The Luce papers, and particularly Luce's Architectural Forum, attacked the project, "New York is subverting the Redevelopment Act to tap the Treasury for $6,000,000 for a huge convention hall and sports arena masquerading as a residential project."
In 1953 C. Clarence Kaskel, who owned a pawnshop at 9 Columbus Circle, brought a suit against the city, challenging its right to his property. He lost in the New York State Supreme Court, lost in the Appellate Division by a 5 to 2 vote, and finally lost in the U.S. Supreme Court, which upheld the state decision. The New York Times reported the majority opinion in the Appellate Division as, "there is ample in this record to justify the determination of the City Planning Commission that a substantial part of the area is 'substandard and insanitary' by modern tests." On the other hand, the court disregarded the expert testimony by the president of the Citizens' Housing and Planning Council, who stated that only ten percent of the area was "substandard or insanitary", that only two percent was "in reality slums". The court case delayed the acquisition of the site for eight months.
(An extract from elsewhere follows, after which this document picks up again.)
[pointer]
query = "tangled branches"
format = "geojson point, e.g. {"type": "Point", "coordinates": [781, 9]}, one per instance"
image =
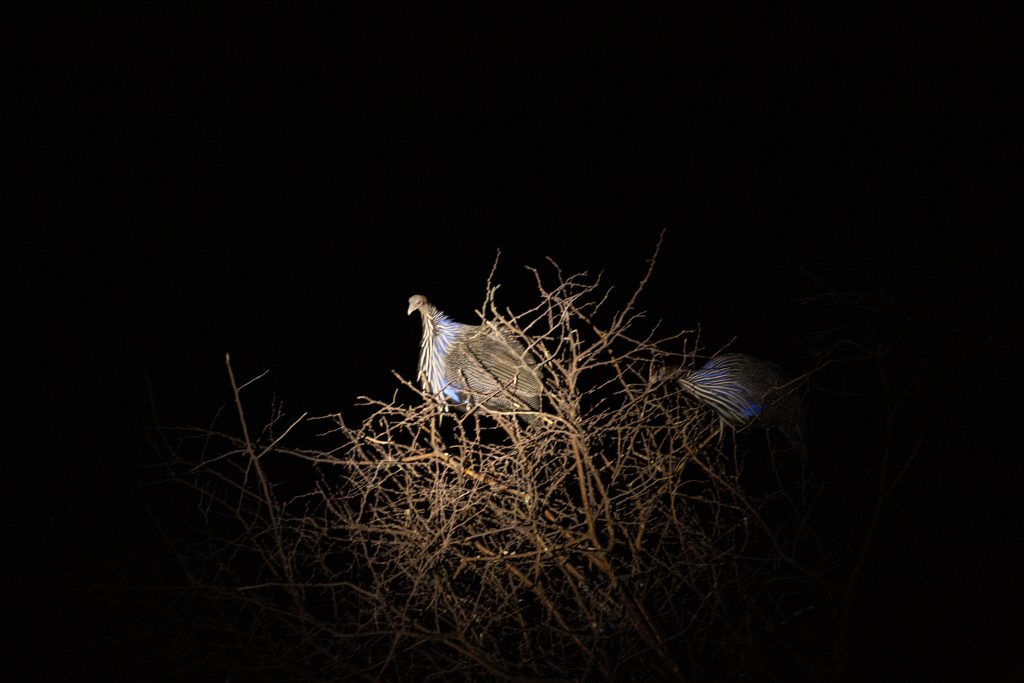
{"type": "Point", "coordinates": [621, 539]}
In 1954 objections came from the federal government. If an office tower was included in the plan, the whole plan must be resubmitted. Congressman were objecting to this most expensive of all Title 1 projects, six times the average of any other Title 1 projects, and wanted to cut off funds for it. Mayor Wagner stepped in to smooth federal city relations.
In 1957 a mayoral candidate charged Moses with causing hardship to low-income families, 243 families and 362 single-room-occupancy tenants on the site. Moses said that the apartments were not intended as low-rent housing, that Title 1 was designed "to attract private capital into tax-paying housing."
Architects and planners described the project as "an oversized salt box," "just plain punk", "pedestrian," and "hybrid pseudomodern." A taxi driver was quoted as saying, "They should have got an architect to design it for them."